Set up the credentials to access the server. These are the same credentials you used at the beginning of the activity when you created the DataRobot Python API client. However, real-time predictions don't the Python Client API; the API access token needs to be set as part of the HTTP request you will use to request predictions. You can pull the token value out of the same `drconfig.yaml` file you edited earlier.

In [25]:
import yaml 
stream = open('drconfig.yaml', 'r')
drconfig = yaml.load(stream, Loader=yaml.Loader)
drtoken = drconfig['token']

Next use the Python `requests` package to construct a request to send (post) to the prediction server. Note that the settings in the headers depends on whether you have a trial or pay-as-you-go account, or a Managed AI or self-managed system. 
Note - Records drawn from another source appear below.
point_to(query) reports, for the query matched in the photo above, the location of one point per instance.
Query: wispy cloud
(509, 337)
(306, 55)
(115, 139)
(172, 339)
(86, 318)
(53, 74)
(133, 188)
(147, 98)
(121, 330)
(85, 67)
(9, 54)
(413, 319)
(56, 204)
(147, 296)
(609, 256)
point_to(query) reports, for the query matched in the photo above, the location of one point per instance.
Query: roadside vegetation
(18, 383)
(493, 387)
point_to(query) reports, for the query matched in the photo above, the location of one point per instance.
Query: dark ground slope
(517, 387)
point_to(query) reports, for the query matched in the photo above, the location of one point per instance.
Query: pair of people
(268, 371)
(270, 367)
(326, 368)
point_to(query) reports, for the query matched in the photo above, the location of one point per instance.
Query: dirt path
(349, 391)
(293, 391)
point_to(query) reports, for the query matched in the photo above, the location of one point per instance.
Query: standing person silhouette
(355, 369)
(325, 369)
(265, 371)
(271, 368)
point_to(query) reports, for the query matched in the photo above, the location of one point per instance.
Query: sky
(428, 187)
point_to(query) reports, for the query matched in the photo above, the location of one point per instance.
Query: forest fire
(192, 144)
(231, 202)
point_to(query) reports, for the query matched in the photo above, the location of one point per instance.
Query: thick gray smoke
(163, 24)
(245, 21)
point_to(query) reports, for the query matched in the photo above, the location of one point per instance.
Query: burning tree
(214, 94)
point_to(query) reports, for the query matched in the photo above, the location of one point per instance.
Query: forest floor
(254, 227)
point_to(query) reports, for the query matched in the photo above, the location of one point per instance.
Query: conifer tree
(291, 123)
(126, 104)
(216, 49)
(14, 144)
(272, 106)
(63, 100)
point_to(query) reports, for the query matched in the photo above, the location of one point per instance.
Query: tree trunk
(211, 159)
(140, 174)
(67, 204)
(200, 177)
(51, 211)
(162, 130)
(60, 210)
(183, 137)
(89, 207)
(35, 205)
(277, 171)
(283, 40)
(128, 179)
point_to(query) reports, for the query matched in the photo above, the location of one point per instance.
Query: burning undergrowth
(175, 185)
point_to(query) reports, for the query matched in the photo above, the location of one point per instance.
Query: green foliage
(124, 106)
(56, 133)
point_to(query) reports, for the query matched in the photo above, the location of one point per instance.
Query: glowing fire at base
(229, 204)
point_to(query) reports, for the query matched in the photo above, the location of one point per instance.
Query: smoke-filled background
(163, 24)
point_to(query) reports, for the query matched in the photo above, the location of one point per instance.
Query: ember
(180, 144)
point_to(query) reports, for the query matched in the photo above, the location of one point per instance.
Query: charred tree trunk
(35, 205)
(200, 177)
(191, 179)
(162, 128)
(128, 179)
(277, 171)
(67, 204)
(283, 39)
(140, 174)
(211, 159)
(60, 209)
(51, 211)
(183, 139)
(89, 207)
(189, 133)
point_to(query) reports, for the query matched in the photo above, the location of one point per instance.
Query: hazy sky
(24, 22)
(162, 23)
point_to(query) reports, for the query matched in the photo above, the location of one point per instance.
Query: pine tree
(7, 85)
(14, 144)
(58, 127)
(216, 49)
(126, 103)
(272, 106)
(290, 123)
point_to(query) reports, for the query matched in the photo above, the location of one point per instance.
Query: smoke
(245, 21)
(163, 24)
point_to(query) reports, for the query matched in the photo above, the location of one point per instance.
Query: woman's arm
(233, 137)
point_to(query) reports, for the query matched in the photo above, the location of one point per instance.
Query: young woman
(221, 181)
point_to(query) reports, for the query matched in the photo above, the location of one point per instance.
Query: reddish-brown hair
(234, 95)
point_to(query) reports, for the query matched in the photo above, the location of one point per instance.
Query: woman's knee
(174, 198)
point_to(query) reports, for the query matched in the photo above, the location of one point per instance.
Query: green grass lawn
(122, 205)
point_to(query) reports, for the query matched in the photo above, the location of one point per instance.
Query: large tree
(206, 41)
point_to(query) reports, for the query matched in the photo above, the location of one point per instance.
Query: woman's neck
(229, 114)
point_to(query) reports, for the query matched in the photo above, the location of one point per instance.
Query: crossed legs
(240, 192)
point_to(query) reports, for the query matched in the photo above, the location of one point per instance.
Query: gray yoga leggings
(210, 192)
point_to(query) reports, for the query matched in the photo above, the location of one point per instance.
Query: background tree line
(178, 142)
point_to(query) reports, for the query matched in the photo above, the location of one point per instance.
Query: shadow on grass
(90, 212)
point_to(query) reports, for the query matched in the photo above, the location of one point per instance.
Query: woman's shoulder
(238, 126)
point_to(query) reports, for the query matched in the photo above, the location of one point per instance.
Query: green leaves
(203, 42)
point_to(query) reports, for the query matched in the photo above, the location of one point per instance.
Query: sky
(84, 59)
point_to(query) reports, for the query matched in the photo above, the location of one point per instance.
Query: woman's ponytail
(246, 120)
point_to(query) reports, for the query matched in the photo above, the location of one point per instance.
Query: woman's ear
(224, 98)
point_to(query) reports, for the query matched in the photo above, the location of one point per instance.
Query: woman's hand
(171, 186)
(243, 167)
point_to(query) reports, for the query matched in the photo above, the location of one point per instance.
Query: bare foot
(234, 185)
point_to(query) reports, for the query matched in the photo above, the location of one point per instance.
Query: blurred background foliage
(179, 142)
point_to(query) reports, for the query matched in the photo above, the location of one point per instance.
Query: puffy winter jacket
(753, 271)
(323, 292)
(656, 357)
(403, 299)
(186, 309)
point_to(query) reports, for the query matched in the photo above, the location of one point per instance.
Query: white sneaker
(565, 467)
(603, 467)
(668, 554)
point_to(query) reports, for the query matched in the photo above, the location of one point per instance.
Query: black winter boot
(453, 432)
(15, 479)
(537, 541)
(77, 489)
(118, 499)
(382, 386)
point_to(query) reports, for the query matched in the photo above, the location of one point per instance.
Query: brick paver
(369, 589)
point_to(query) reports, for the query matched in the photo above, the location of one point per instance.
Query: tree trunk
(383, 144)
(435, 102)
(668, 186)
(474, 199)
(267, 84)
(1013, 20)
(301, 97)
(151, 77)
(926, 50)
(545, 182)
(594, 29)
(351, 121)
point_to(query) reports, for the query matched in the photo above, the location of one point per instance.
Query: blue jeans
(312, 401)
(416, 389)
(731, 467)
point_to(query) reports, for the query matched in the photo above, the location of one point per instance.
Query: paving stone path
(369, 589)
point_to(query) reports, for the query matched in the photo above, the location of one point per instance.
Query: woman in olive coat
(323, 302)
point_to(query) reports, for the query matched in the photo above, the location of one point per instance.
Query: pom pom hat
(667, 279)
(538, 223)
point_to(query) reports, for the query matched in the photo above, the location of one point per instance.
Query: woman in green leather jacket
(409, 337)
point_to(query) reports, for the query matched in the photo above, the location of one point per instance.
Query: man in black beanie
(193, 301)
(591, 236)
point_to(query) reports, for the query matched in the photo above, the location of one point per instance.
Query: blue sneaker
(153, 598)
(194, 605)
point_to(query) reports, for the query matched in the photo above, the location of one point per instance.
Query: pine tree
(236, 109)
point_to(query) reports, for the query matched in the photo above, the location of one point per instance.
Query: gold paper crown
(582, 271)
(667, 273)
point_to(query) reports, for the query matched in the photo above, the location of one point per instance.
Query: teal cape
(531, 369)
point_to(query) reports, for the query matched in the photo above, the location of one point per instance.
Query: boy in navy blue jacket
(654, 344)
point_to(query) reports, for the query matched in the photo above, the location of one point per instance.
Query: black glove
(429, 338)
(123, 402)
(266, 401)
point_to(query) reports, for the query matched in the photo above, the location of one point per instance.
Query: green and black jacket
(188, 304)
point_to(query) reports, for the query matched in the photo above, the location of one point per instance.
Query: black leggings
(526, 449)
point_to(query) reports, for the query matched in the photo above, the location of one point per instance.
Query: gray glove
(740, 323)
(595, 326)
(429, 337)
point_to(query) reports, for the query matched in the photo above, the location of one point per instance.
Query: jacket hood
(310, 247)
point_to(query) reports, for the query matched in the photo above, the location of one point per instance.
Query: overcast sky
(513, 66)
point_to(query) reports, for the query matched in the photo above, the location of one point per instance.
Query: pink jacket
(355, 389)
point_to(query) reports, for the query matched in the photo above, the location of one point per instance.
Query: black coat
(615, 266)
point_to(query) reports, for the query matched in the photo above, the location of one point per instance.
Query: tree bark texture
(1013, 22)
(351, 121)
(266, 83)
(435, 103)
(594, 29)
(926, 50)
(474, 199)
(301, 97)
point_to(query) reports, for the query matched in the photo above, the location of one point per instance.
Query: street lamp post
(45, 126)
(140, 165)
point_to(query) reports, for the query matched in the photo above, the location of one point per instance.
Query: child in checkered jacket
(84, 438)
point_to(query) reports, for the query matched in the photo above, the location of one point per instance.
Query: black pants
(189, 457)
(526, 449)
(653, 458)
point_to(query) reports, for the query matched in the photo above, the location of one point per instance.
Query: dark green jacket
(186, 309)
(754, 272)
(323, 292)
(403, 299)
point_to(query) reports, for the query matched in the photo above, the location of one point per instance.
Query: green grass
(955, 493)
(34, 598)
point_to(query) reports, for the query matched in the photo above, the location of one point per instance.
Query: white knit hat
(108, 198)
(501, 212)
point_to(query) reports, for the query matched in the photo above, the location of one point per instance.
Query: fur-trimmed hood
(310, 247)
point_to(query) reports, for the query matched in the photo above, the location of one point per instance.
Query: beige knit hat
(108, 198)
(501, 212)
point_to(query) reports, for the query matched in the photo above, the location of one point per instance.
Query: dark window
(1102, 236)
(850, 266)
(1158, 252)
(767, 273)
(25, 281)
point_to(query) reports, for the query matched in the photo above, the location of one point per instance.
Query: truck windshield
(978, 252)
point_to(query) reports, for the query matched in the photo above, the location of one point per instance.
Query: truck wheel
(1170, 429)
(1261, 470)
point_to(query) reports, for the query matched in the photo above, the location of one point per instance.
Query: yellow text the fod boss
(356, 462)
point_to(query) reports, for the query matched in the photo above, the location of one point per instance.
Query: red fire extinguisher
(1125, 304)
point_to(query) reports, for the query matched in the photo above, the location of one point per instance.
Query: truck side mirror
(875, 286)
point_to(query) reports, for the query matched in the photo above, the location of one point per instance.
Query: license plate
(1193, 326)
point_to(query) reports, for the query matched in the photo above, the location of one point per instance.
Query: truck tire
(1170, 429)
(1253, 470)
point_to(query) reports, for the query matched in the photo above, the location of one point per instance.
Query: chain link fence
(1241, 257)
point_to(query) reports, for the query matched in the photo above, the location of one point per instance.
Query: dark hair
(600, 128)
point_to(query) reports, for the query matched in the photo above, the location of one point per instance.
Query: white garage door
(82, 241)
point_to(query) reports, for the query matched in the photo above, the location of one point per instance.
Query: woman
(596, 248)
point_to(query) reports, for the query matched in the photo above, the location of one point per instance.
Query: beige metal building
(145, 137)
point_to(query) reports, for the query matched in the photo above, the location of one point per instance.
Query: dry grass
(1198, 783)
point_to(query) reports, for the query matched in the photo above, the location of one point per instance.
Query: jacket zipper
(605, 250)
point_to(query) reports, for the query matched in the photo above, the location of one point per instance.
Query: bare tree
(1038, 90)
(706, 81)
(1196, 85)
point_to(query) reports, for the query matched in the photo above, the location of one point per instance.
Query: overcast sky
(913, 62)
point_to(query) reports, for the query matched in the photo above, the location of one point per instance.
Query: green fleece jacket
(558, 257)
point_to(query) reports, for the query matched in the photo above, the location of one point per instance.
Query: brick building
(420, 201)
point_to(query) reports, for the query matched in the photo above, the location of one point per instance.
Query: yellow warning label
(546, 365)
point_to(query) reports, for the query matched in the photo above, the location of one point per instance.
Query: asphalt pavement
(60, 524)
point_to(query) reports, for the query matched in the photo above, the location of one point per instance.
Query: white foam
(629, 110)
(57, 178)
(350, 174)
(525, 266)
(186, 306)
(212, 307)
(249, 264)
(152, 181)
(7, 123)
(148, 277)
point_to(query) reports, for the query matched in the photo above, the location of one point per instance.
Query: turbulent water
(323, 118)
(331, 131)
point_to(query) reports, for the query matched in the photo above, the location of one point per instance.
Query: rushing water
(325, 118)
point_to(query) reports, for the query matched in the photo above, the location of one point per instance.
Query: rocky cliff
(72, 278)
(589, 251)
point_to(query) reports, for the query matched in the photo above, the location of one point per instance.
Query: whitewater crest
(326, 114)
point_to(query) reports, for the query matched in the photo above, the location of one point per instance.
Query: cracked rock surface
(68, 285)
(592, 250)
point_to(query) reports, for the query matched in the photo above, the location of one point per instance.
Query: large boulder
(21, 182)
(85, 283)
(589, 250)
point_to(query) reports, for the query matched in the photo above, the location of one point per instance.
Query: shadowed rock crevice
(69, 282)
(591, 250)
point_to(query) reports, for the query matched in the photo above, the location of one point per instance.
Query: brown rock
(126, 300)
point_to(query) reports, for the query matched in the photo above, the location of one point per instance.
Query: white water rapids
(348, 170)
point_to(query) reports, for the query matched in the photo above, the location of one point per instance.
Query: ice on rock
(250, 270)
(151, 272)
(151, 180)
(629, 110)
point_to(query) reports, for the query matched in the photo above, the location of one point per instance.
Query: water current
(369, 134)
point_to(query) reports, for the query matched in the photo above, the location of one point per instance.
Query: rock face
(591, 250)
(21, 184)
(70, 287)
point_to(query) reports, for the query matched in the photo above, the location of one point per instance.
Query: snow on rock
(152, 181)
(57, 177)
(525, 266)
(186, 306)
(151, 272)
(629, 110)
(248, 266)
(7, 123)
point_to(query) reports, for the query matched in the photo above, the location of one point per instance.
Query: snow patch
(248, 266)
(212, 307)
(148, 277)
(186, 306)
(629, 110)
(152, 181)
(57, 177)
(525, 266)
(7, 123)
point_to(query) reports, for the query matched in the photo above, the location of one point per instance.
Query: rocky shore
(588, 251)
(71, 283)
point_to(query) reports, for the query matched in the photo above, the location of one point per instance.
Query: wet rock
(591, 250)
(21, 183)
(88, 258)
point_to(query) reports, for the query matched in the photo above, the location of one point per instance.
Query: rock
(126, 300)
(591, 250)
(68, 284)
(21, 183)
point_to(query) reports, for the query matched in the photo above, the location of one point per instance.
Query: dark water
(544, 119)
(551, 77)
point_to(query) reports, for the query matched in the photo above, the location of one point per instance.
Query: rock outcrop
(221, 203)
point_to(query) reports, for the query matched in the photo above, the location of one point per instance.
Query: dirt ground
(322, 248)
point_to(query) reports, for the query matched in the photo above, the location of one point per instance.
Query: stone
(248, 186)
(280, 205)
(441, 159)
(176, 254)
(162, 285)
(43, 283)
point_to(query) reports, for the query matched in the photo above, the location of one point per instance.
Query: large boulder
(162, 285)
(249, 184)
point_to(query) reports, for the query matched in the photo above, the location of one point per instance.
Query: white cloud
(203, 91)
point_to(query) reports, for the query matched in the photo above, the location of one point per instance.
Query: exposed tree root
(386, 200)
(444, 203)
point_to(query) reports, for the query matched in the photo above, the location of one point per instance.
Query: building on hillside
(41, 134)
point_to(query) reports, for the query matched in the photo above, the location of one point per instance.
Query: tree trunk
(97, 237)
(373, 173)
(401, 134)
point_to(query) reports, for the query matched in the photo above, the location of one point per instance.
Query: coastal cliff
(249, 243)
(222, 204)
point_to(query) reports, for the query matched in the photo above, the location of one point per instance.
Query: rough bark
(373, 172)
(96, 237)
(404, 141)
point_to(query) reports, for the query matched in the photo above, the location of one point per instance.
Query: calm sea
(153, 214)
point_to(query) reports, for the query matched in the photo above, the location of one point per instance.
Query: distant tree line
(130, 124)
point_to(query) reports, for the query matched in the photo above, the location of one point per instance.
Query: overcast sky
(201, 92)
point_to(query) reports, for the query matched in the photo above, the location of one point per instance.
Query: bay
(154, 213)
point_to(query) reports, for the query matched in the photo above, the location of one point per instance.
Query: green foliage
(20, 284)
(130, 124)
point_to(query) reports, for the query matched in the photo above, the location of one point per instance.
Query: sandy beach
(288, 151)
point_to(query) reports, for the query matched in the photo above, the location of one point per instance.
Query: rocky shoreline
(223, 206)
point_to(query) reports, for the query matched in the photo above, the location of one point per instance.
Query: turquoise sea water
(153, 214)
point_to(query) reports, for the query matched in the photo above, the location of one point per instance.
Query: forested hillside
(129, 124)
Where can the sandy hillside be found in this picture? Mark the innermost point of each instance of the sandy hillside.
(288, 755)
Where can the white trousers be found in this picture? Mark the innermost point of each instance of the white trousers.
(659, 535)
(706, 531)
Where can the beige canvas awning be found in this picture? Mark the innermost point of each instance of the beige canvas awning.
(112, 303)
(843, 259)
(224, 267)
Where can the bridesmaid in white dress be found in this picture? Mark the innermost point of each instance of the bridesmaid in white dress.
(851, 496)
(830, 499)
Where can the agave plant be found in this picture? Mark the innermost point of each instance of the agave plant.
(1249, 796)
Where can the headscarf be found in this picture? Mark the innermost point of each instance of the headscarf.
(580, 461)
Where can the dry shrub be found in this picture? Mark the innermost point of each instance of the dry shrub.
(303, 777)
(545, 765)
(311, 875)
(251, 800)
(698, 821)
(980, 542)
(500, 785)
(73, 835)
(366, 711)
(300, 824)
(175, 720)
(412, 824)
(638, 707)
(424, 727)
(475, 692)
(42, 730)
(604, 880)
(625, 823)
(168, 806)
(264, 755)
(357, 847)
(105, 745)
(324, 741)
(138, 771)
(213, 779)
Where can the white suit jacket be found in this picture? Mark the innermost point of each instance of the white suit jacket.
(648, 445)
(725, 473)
Managed AI and self-managed systems require a separate access key for the prediction server than used for the modeling server:

In [None]:
import requests

# construct a header for the request to include the content type (text)
# and access token and for managed cloud and self-managed installations
# including the prediction server key.
predictionRequestHeaders = {
    'Content-Type': 'text/plain; charset=UTF-8', 
    'Authorization': f'Bearer {drtoken}',
    'datarobot-key': deployment.default_prediction_server['datarobot-key']}

If you are using a trial or pay-as-you-go account, you don't need to specify a key:

In [27]:
import requests

# construct a header for the request to include the content type (text)
# and access token and (for managed cloud and self-managed installations)
# the prediction server key
predictionRequestHeaders = {
    'Content-Type': 'text/plain; charset=UTF-8', 
    'Authorization': f'Bearer {drtoken}'
}

Use the header you created above and the server URL you set up earlier to make a predictions request.

In [28]:
# construct and send the request using the prediction server URL, 
# the binary string containing the data to score, and the header
# values you set above.
predictionsResponse = requests.post(
        predictionUrl,
        data=dataToScore,
        headers=predictionRequestHeaders
)

The server will send a response which includes an response status code and the predictions (if the operation was successful). A status code of 200 means the request was completed successfully. For details about the other error codes, see the [Prediction API Reference](https://app.datarobot.com/docs/predictions/predapi/index.html) docs.

In [29]:
predictionsResponse.status_code

200

Display the returned predictions. If the request was not successful, this will display additional information about the error.

In [30]:
predictionsResponse.json()

{'data': [{'deploymentApprovalStatus': 'APPROVED',
   'prediction': 6.213347619,
   'predictionValues': [{'label': 'quality', 'value': 6.213347619}],
   'rowId': 0},
  {'deploymentApprovalStatus': 'APPROVED',
   'prediction': 6.5103365079,
   'predictionValues': [{'label': 'quality', 'value': 6.5103365079}],
   'rowId': 1},
  {'deploymentApprovalStatus': 'APPROVED',
   'prediction': 5.6953134921,
   'predictionValues': [{'label': 'quality', 'value': 5.6953134921}],
   'rowId': 2},
  {'deploymentApprovalStatus': 'APPROVED',
   'prediction': 6.468334127,
   'predictionValues': [{'label': 'quality', 'value': 6.468334127}],
   'rowId': 3},
  {'deploymentApprovalStatus': 'APPROVED',
   'prediction': 5.8119634921,
   'predictionValues': [{'label': 'quality', 'value': 5.8119634921}],
   'rowId': 4},
  {'deploymentApprovalStatus': 'APPROVED',
   'prediction': 5.5977793651,
   'predictionValues': [{'label': 'quality', 'value': 5.5977793651}],
   'rowId': 5},
  {'deploymentApprovalStatus': 'APPR

The data in the response should include a JSON record for each record in the scoring dataset. Each record will include the predicted value for wine quality as well as the index (row number) of the corresponding row in the scoring data file.